Thank you for the sanity.


You don't need six lines connected to your house to deliver various services. It's a natural monopoly the same way having a single water connection is.

Because of that, the physical connection should be provided and managed by the government, or a designated government run corporation as a non-profit. The service carried on the hardware should be serviced by private companies with equal access to the hardware.


Except I am not sure it is destined to become a commodity in the near future because of the sky high capital expenditure required to roll out most forms of infrastructure in most places.


Then you make the last-mile infrastructure a public utility, but allow companies to compete by offering services over it. This sort of arrangement has worked well in other countries (generally with copper phone lines and DSL), and it really represents the best of both worlds. You take the part of being an ISP that's basically a "natural monopoly" (because of extremely high entrance costs and entrenchment) and operate it like a public good, while allowing the private sector innovate and compete over those lines.

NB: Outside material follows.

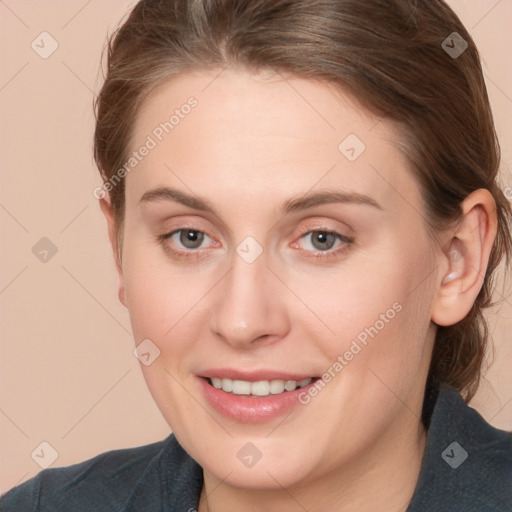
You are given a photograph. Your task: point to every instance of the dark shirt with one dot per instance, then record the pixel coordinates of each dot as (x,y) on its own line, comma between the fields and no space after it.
(467,467)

I pretty much agree completely.

The place it normally gets interesting with this approach is where exactly do you put the demark, especially in the FTTN world. Since you are going to most likely want the public utility to own the DSLAMs in areas with low/medium (eg, suburbs) population density, because the area covered by a cabinet is so small (because technologies like VDSL2+ have such a small optimal zone) and rack space in cabinets is normally at a high premium.

You are also going to most likely want the public utility to own the fibre backhaul from the cabinets to a central exchange. Because of port density constraints and the fact that the DSLAM is probably going to need to be managed by the public utility to stop access seekers doing silly things that affect other access seekers customers.

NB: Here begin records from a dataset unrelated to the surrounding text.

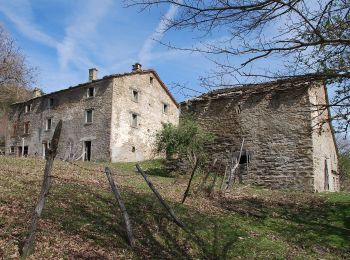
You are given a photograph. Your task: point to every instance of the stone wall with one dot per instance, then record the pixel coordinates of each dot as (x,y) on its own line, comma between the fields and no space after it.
(69,105)
(130,143)
(325,157)
(275,123)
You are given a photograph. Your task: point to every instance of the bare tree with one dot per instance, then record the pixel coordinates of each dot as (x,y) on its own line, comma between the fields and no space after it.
(15,74)
(307,38)
(15,78)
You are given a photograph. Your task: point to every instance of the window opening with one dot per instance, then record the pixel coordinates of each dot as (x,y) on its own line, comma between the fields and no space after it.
(134,119)
(26,127)
(87,150)
(135,95)
(48,124)
(88,116)
(91,92)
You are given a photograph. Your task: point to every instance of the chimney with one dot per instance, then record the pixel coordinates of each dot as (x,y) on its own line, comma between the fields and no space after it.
(136,67)
(92,74)
(37,92)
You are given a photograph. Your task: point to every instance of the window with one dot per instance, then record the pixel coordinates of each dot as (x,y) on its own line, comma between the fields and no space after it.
(50,102)
(135,95)
(46,147)
(26,127)
(48,124)
(165,108)
(91,92)
(88,116)
(28,108)
(134,120)
(14,129)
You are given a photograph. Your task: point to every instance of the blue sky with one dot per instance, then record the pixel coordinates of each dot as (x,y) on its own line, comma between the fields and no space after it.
(64,38)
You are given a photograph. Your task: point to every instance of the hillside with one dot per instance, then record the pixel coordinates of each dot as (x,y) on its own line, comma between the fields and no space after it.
(82,220)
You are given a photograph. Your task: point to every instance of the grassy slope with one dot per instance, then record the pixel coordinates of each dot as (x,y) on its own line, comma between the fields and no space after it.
(81,218)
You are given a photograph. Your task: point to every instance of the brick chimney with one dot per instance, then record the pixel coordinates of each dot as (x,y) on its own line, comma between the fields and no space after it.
(92,74)
(37,92)
(137,67)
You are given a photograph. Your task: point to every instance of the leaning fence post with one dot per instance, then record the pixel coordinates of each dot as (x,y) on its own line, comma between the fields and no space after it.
(162,201)
(44,189)
(121,206)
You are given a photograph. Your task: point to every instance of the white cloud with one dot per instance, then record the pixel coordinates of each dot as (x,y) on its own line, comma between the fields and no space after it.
(81,34)
(20,13)
(145,54)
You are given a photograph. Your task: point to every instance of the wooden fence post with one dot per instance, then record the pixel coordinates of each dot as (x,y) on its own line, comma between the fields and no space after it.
(121,206)
(44,190)
(162,201)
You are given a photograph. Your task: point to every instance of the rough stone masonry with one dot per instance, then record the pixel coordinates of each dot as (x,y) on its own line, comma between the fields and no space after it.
(114,118)
(286,146)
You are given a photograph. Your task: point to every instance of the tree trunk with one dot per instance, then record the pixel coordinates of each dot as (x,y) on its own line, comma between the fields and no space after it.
(162,201)
(122,207)
(189,182)
(207,175)
(44,190)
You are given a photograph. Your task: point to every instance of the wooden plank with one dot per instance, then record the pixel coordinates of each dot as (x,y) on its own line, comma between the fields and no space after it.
(122,207)
(44,190)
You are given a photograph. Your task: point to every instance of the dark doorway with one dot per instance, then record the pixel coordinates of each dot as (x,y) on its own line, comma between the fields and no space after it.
(25,151)
(326,176)
(87,150)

Now the public utility is also going to need some Ethernet switches to split this out to the various access seekers. Then you have issues of regional backhaul etc...

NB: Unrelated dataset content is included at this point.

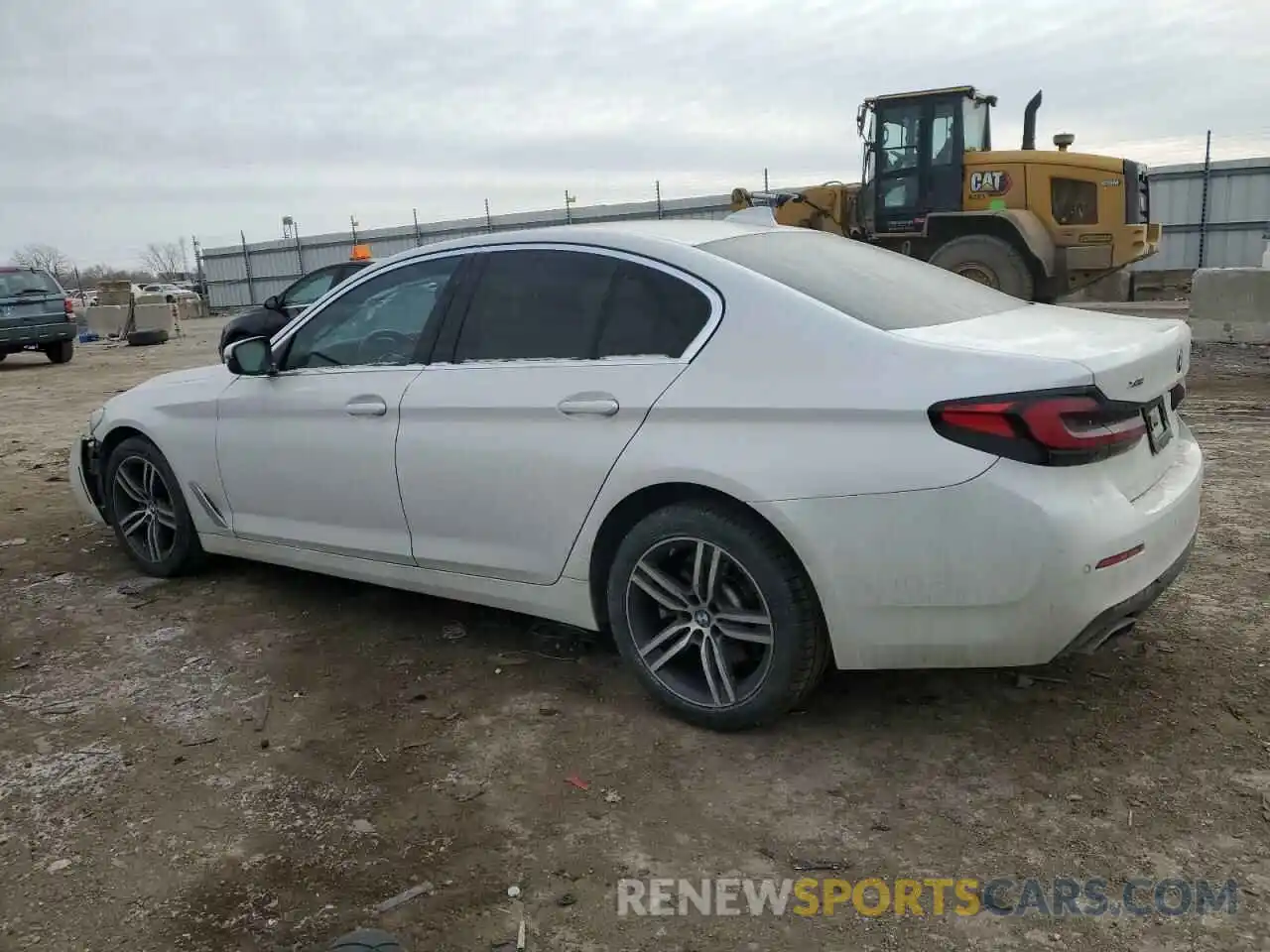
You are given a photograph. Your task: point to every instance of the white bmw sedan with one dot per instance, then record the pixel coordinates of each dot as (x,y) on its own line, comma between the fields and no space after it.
(751,451)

The issues are different again with the PON (Passive optical networks) family of technologies, but you can pretty much swap DSLAM for POLT, though the customer densities change the economics a bit.

With ISPs handling regional level aggregation and backhaul would probably be the optimal level in my mind at this point in time. But it is becoming interesting what the ISPs role really is anymore, once you take such a large amount of the infrastructure management off their hands. Since it would seem to be in between a traditional consumer ISP and an ISP that purely does transit.


> sky high capital expenditure

Is it really that expensive to string cable? Fiber was laid like crazy all over the country in the late 90s, just not for the last mile. The "last mile" cost is probably all in dealing with the government to get permits and such. In which case government is the problem. They just need to make it easier to build.